先日SDGsの基礎講座をさせていただきました。達成目標とする2030年まで10年、国連も「行動の10年」と位置付けています。
SDGsの6段階
受講された方から、重要な質問をいただきました。
「SDGsウォッシュにならないためにどうしたらよいか。」
SDGsウォッシュとは、グリーンウォッシュから派生した言葉で、実際には環境の改善に繋がっていないのに、そのように見せることです。これは意図的にそうする場合と意図せずそうなってしまっている2通りあります。
そこで、SDGsへ取り組みを6段階に分けて考えてみましょう。
上の図のようにSDGsを知らないゼロの段階から、実際に地域(コミュニティ)単位で実行する6段階に分けました。まずは知らない状態から第一段階の「知っている」状態に多くの人になる必要があります。発効から5年が経過し、朝日新聞の2020年2月の調査によると32.9%の人が「聞いたことがある。」と回答しています。第二段階として、自社あるいは自分の日々の活動に当てははめて、ある程度環境、社会に配慮していると感じる段階です。この状態で満足してしまい、外部に対して「自社は社会・環境に配慮している。」とアピールすると、いわゆる「グリーンウォッシュ」「SDGsウォッシュ」と呼ばれてしまうかもしれません。なぜなら、SDGsのそれぞれの目標の達成のためには、現状のやり方、ビジネスでは達成できない「変革的な」取り組みが求められる高い目標だからです。また大阪市立大学の斎藤教授は、この状態で満足してしまうことを「SDGsはアヘンだ。」と私たちに警告しています。

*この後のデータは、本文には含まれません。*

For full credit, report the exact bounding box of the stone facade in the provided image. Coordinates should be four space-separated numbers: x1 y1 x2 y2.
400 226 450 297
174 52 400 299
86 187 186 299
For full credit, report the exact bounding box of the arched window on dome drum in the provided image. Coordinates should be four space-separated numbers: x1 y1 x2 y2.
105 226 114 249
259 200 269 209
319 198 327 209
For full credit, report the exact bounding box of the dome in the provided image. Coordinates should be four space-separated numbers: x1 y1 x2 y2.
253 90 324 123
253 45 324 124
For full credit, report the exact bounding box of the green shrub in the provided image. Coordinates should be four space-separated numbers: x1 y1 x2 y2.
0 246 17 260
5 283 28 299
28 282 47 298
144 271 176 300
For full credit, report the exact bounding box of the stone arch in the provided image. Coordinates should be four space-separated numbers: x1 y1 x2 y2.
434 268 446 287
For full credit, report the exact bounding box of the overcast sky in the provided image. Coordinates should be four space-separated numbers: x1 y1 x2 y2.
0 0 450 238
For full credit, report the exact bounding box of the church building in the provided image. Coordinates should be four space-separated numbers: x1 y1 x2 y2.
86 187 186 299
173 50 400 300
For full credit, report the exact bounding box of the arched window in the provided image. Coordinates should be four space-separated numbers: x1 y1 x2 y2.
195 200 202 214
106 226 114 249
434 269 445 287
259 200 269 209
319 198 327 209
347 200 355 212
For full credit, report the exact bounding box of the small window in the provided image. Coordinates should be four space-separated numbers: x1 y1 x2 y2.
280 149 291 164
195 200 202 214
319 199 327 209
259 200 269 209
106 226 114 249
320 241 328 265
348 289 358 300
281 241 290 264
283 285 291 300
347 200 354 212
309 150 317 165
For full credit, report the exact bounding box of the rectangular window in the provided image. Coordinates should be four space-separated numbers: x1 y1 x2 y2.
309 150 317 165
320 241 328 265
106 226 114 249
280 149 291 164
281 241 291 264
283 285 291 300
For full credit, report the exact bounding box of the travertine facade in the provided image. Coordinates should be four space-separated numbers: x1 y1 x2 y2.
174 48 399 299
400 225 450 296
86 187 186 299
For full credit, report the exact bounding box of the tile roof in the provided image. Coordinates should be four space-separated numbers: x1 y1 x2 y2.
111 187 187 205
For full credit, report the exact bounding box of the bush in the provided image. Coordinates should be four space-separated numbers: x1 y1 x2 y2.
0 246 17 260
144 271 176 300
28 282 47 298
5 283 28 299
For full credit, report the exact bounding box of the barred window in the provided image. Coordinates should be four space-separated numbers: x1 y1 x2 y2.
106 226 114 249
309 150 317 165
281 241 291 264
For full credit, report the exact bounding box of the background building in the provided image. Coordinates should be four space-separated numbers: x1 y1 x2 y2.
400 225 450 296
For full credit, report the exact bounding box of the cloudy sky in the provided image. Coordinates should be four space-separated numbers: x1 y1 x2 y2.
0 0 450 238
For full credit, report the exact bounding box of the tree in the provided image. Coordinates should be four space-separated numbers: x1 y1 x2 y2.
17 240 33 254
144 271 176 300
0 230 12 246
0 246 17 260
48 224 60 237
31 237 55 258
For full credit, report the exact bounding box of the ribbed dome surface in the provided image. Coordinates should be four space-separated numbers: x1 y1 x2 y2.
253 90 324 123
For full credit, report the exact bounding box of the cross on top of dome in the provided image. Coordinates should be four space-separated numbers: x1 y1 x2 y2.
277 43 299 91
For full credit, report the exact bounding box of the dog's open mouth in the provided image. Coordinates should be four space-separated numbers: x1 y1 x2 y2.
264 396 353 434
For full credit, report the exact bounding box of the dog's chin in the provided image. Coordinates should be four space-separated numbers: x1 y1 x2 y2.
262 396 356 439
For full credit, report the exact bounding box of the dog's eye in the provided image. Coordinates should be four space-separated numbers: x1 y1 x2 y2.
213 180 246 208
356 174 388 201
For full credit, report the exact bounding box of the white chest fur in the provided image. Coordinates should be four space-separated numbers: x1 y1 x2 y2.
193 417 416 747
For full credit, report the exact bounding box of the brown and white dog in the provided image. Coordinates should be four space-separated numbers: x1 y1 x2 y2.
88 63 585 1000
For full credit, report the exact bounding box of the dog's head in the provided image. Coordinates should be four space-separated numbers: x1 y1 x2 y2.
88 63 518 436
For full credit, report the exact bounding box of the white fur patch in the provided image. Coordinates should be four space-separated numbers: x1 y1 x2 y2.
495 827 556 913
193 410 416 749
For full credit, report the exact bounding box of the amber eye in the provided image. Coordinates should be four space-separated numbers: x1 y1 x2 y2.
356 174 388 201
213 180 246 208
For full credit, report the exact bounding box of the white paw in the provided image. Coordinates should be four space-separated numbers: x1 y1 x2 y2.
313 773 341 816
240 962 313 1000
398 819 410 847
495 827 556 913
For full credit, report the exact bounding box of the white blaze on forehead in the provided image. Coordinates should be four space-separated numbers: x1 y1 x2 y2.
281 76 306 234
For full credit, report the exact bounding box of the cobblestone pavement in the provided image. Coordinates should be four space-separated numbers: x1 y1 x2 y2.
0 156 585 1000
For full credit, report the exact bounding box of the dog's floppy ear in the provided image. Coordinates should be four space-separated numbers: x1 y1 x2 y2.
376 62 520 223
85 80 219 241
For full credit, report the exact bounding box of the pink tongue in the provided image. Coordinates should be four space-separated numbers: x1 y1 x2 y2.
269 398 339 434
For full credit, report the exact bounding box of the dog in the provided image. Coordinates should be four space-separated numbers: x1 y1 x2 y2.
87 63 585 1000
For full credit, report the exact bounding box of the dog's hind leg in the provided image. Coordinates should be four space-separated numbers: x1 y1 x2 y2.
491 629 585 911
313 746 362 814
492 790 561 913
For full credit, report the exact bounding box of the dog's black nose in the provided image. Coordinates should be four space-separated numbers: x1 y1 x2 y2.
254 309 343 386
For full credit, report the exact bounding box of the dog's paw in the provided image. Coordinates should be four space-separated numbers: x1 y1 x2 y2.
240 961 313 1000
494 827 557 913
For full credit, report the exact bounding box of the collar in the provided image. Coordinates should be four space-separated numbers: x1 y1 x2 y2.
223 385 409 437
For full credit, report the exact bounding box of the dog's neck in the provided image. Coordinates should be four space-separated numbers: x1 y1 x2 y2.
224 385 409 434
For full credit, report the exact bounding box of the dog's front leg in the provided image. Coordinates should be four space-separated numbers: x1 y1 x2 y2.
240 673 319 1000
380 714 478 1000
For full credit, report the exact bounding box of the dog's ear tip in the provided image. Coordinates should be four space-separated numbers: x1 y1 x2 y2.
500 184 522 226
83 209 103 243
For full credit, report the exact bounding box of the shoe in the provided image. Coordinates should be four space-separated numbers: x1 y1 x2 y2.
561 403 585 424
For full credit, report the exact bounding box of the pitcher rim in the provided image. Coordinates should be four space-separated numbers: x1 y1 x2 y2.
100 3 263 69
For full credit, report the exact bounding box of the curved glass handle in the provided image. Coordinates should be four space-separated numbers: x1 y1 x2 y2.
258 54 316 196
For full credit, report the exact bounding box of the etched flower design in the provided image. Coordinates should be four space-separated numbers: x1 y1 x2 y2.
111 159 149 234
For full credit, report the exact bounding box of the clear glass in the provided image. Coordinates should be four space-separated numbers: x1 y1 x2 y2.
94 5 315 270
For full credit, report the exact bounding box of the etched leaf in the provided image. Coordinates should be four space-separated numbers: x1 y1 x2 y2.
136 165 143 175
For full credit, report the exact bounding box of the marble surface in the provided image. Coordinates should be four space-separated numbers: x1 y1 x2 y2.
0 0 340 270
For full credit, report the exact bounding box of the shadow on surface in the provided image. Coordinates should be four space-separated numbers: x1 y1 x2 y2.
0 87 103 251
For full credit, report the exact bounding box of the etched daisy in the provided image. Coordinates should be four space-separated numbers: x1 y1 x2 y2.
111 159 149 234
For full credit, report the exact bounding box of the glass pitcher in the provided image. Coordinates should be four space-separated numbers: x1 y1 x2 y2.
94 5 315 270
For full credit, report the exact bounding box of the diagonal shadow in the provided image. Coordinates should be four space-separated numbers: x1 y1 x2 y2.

よって、第三段階の現状の取り組みとは異なるより効果のある方法を誰にも頼らず自ら小規模に試す段階に移行して初めてSDGsへの行動をしていると言えます。小規模ないろいろな取り組みをしながら、「抜本的な取り組み」を見出す段階が第四段階です。この段階で活動する人、組織が複数現れ、第五段階でグループで第六段階で地域で取り組むようになって、効果が見える状態になります。2030年までに達成するためにはこの第六段階にできるだけ早期に移行する必要があります。
長い道のりになりますが、今回のSDGs講座受講後に積極的に取り組むと表明いただいた方々と私も改めて「小さく早く、じっくり大きく」実行して内村鑑三氏の後世への最大遺物に習い、私たちを育んでいただいた地球を私たちが生まれる前よりも良い状態で後世に渡したいと思います。
あと10年、楽しみながら変って行きましょう。